If you are working far from home, you have a perfect right to rent a house or flat near the temporary work site. You can deduct the costs of this temporary residence from your taxes.
A Good Way To Reduce Your Taxes
Your situation is in no way different from that of an employee who is working away from home; in this case, the employer company would pay for a place for the employee to stay, and then deduct the cost as an expense from its own taxes.
''A contractor is in exactly the same position as an employee when it comes to taking a second residence and has a right to deductions. But the contractor should take care to see that there is no question about which residence is the principal one,'' says Charles Beer, a partner in real estate tax at the London offices of accounting and consulting firm KPMG.
Do What You Like
You can do what you like with your alternate residence; there are no restrictions. You can rent it, or you can buy it. If you stay there for work reasons over the weekend, you can deduct the full amount you paid for the period. If you work five days a week from there, and then decide to spend the weekend anyway, take five out seven days' worth of expenses off your taxes.
You should be aware, however, that if you buy a second residence you will face capital gains taxes at a higher rate than for your principal one if you decide to sell it, as Beer points out.
You have every right to deduct expenses from a secondary residence near your work site
You should also be aware that the judgement about which is your principal residence is not based on any particular point, as Beer explains. You may pay a mortgage there or you may pay one on both residences. You may receive your post at one or the other, or you may have one or the other listed with the bank. None of these things make a particular home your legal residence.

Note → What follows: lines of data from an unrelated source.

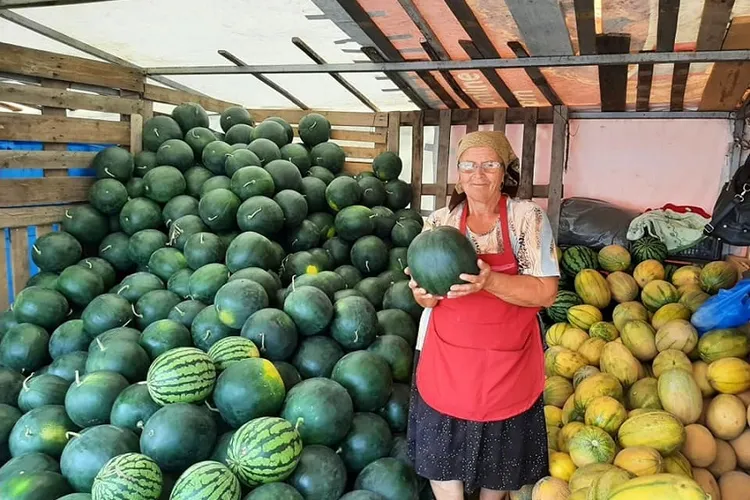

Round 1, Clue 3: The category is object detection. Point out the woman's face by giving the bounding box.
[458,146,505,203]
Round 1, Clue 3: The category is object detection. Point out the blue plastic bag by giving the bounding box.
[690,278,750,335]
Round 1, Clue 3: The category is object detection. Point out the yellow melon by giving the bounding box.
[620,320,659,361]
[578,338,607,366]
[693,360,716,398]
[544,323,571,347]
[615,446,664,476]
[655,318,698,354]
[651,349,693,378]
[599,342,641,387]
[712,471,750,500]
[706,394,747,441]
[681,424,717,467]
[633,259,666,288]
[549,451,577,481]
[651,303,693,330]
[708,439,737,477]
[706,358,750,394]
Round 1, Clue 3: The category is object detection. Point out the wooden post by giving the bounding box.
[386,111,401,154]
[547,106,568,238]
[518,108,538,199]
[435,109,452,209]
[411,111,424,211]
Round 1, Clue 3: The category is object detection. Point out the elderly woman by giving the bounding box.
[408,132,559,500]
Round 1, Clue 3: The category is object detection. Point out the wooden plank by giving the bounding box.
[669,63,690,111]
[596,34,630,111]
[0,229,10,311]
[0,177,96,207]
[635,64,654,111]
[518,108,536,199]
[573,0,596,55]
[342,146,386,159]
[466,109,479,134]
[248,109,388,127]
[10,227,31,295]
[508,41,570,106]
[547,106,568,238]
[0,113,130,145]
[505,0,573,56]
[458,40,521,108]
[143,83,238,113]
[42,78,70,177]
[422,184,549,198]
[36,224,52,238]
[0,43,146,92]
[492,108,507,132]
[331,129,387,144]
[386,111,401,154]
[0,83,143,115]
[130,114,143,155]
[698,16,750,111]
[411,113,424,210]
[0,205,81,229]
[0,150,96,170]
[435,109,451,209]
[695,0,734,50]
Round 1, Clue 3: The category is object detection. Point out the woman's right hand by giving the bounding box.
[404,267,442,308]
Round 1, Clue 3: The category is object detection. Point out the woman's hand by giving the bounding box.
[448,259,492,299]
[404,267,442,308]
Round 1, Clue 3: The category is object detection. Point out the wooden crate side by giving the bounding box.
[0,113,130,145]
[0,83,144,115]
[0,43,146,92]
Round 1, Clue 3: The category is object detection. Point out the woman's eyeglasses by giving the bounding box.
[458,161,503,173]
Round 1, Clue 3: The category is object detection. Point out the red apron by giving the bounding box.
[416,197,544,422]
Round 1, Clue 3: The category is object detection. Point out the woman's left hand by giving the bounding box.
[448,259,492,299]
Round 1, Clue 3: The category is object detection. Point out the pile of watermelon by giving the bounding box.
[0,103,430,500]
[532,237,750,500]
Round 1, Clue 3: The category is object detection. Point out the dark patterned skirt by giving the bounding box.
[407,351,549,493]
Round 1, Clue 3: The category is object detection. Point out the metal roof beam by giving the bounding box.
[145,49,750,76]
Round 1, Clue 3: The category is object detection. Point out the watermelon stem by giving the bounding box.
[21,372,34,391]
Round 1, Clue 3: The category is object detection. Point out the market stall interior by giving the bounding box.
[0,0,750,500]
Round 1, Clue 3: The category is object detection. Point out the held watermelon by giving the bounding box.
[406,226,479,297]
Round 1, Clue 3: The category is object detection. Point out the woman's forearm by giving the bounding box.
[484,272,558,307]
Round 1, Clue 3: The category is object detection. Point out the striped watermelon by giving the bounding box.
[227,417,302,486]
[630,236,667,262]
[208,335,260,371]
[562,245,599,276]
[547,290,583,323]
[146,347,216,405]
[91,453,163,500]
[169,460,242,500]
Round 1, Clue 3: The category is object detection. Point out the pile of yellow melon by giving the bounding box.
[524,247,750,500]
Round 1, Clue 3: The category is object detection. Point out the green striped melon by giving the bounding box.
[547,290,583,323]
[169,460,242,500]
[567,304,603,331]
[641,280,680,312]
[630,236,667,262]
[227,417,302,486]
[561,246,599,276]
[91,453,163,500]
[146,347,216,405]
[599,245,631,273]
[700,260,737,294]
[208,336,260,371]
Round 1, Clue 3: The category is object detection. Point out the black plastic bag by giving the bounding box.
[557,198,640,249]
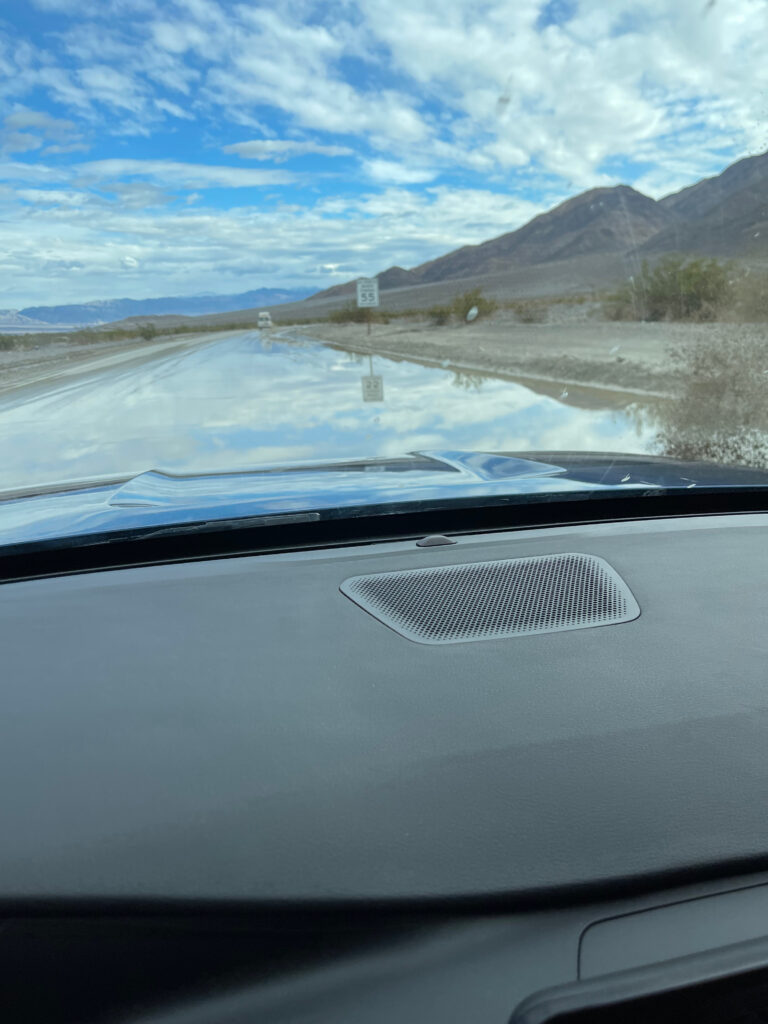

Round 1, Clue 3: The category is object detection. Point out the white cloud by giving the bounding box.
[222,138,354,163]
[0,171,552,308]
[362,160,437,185]
[75,158,297,188]
[0,105,88,154]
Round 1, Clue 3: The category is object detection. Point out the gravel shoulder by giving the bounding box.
[0,332,234,393]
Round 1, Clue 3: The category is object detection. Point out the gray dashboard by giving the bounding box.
[0,515,768,1024]
[0,515,768,900]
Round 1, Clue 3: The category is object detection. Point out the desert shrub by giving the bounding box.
[603,255,733,321]
[428,306,454,327]
[450,288,499,322]
[730,268,768,324]
[656,328,768,468]
[507,299,547,324]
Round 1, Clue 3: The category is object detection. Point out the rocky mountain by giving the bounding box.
[411,185,676,284]
[658,146,768,220]
[14,288,311,325]
[315,153,768,298]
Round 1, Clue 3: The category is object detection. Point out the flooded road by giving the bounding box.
[0,331,656,490]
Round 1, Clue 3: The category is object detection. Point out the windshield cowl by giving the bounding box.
[0,451,768,546]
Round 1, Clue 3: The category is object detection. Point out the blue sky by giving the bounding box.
[0,0,768,308]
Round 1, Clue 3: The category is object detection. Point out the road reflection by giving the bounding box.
[0,332,657,489]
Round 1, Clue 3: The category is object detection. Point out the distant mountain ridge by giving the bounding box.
[12,288,311,325]
[312,153,768,298]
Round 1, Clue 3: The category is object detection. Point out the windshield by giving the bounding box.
[0,0,768,542]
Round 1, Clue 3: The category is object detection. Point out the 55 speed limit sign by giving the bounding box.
[357,278,379,309]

''Proving which is your principal residence is a qualitative matter from a legal point of view,'' Beer adds.
Don't Move To The Second House
It is a qualitative judgement based on many factors, but the basic idea is: 'do you really live there?' Do you do most of the important things in your life from this home? Is there a regular pattern of residence at this address?
Were you to rent out your permanent home, or to sell it, you would risk some serious difficulty in showing that it is your permanent residence, however. With all the legal hair splitting that goes into it, the law requires a basic, common-sense judgement about which is your principal residence: you have to actually live there, spend a reasonable amount of time there, etc. If you move out, that's a pretty clear indication it's not your principal residence anymore.
You have to really live at your principal residence if you wish to preserve its status
If you want to be perfectly safe, you can declare your principal residence in writing to the Revenue. This is something you do in a separate statement which will be kept on file--you don't do it on a self-assessment tax return.